Now that he handled the case of individual behavior in a just society from a Rawlsian point of view, he adresses the question of how one ought to act in an unjust society. Specifically how should egalitarians act in an unegalitarian society? This leads to the question posed in the title and Cohen spends the rest of the book examining different justifications for why rich people don't have to spend most of their income on ending inequality.
The book will be of interest mainly to marxists and people interested in contemporary political philosophy.
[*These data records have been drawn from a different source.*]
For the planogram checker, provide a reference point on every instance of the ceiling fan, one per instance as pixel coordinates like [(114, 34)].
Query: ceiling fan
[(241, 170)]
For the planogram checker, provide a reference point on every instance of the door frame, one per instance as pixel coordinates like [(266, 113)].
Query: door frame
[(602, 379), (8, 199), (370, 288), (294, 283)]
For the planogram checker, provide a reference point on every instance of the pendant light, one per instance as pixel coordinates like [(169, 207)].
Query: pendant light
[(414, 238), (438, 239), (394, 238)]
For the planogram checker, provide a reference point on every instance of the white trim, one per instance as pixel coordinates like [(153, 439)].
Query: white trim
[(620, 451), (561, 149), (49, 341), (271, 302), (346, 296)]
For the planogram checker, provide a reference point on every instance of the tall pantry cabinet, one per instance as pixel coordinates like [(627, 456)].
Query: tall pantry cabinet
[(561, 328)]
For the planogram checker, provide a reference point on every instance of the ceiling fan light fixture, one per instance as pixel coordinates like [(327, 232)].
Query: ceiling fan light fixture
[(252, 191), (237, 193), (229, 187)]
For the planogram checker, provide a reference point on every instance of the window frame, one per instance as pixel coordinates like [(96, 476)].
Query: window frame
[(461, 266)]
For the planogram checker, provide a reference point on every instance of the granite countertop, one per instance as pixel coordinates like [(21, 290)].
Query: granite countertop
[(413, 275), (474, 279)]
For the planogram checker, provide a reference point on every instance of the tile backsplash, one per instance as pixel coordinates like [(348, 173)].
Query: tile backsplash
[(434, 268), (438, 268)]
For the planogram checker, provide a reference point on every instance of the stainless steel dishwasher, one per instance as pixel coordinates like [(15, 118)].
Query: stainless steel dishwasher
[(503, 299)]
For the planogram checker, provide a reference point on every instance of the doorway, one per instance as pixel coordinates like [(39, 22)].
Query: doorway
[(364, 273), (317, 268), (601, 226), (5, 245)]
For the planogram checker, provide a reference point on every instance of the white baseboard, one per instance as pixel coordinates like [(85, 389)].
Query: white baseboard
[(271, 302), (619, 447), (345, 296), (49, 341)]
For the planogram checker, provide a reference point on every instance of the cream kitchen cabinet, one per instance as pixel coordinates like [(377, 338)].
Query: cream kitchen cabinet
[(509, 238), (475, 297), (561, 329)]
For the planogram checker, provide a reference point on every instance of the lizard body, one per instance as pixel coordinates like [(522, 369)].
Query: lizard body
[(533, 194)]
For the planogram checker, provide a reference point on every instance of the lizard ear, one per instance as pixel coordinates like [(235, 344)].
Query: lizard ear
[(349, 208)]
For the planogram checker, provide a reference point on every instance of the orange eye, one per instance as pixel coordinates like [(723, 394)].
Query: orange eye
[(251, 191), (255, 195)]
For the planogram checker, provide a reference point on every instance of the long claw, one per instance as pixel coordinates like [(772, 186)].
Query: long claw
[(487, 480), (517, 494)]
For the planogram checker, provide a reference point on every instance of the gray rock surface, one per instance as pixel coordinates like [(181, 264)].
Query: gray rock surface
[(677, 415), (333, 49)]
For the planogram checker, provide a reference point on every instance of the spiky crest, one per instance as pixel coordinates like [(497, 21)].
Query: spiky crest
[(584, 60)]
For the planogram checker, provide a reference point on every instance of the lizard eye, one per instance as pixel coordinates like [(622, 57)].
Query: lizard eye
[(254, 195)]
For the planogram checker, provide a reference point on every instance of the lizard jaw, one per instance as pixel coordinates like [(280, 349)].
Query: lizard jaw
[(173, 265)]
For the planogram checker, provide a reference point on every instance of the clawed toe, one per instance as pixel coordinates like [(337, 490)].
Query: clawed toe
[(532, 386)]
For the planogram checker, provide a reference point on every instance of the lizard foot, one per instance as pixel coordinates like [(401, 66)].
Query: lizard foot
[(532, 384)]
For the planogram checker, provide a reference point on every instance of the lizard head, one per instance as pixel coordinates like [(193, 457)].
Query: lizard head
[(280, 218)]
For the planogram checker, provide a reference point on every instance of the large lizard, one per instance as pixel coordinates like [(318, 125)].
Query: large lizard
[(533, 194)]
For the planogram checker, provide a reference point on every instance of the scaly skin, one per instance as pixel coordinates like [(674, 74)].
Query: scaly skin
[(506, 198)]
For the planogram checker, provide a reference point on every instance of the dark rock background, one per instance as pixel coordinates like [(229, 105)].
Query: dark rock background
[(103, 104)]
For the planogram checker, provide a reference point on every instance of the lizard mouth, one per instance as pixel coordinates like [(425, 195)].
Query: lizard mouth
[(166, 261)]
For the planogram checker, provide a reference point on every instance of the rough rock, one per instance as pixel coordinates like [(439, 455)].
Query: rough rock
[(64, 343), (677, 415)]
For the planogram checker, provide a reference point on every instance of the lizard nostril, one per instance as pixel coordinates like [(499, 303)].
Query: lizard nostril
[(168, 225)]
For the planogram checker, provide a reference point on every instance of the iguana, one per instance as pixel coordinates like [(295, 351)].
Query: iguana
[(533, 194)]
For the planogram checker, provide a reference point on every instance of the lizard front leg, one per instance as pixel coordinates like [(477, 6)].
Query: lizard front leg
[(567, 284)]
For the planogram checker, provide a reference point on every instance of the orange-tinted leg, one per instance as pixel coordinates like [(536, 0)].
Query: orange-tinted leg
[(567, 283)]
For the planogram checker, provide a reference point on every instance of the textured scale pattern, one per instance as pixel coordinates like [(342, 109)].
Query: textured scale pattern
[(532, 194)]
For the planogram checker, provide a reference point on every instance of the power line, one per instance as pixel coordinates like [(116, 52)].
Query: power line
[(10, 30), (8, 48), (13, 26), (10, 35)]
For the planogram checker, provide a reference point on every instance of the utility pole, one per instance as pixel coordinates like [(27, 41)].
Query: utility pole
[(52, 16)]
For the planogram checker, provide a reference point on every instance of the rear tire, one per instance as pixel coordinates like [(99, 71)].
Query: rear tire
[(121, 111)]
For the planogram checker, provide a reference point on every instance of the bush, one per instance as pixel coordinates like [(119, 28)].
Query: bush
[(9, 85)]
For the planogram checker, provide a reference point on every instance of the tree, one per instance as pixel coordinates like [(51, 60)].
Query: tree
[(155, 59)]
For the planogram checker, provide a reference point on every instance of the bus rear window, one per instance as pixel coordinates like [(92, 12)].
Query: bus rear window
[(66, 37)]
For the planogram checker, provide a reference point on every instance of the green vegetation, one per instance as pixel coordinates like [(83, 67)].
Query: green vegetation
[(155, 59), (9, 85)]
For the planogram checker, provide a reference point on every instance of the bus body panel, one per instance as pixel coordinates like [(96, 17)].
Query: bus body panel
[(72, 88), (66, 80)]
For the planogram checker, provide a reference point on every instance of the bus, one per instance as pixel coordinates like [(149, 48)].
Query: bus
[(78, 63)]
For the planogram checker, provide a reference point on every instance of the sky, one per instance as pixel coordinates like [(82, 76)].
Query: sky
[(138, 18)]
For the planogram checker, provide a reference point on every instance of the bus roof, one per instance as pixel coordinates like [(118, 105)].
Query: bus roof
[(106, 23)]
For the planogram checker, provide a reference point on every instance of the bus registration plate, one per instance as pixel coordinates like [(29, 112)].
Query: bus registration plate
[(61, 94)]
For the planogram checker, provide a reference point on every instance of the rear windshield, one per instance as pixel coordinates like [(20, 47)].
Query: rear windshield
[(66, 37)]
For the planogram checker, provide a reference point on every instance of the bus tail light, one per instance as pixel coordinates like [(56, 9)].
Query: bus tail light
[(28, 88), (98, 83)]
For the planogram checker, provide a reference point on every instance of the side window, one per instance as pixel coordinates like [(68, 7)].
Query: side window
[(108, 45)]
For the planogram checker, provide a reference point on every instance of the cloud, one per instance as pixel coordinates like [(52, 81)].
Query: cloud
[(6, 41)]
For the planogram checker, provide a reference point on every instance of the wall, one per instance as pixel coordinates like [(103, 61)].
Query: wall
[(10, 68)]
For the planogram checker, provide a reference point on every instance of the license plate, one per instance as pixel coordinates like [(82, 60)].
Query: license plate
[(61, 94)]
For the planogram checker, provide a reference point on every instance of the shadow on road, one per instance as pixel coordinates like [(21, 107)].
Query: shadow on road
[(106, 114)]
The central question comes down to how much people are willing to put their actions and practices where their mouths are, the old cliche of putting one's money where one's mouth is. Cohen elegantly draws the fateful and radical incoherence in the left's incommensurable principles of 1. a just & fair compassionate society and 2. selfish individuals acting in their own interests. Liberals support both by necessity. How do we square these two? How can we demand that society be just economically, that our institutions act altruistically, but on the other hand hold that individuals should be able to act in their own self interest? This is the real dilemma presented by Cohen and I aver that it will take some real time and hard thought to properly answer him on this score. Try turning Ayn Rand into a progressive and you will experience the problem that Cohen presents elegantly in his book. The next book must deal with the implications of all this: do we keep talking like Al Gore but living like the Bushes, or do we give up self interest and create the just society. Liberals want it both ways, Cohen shows they can't have it!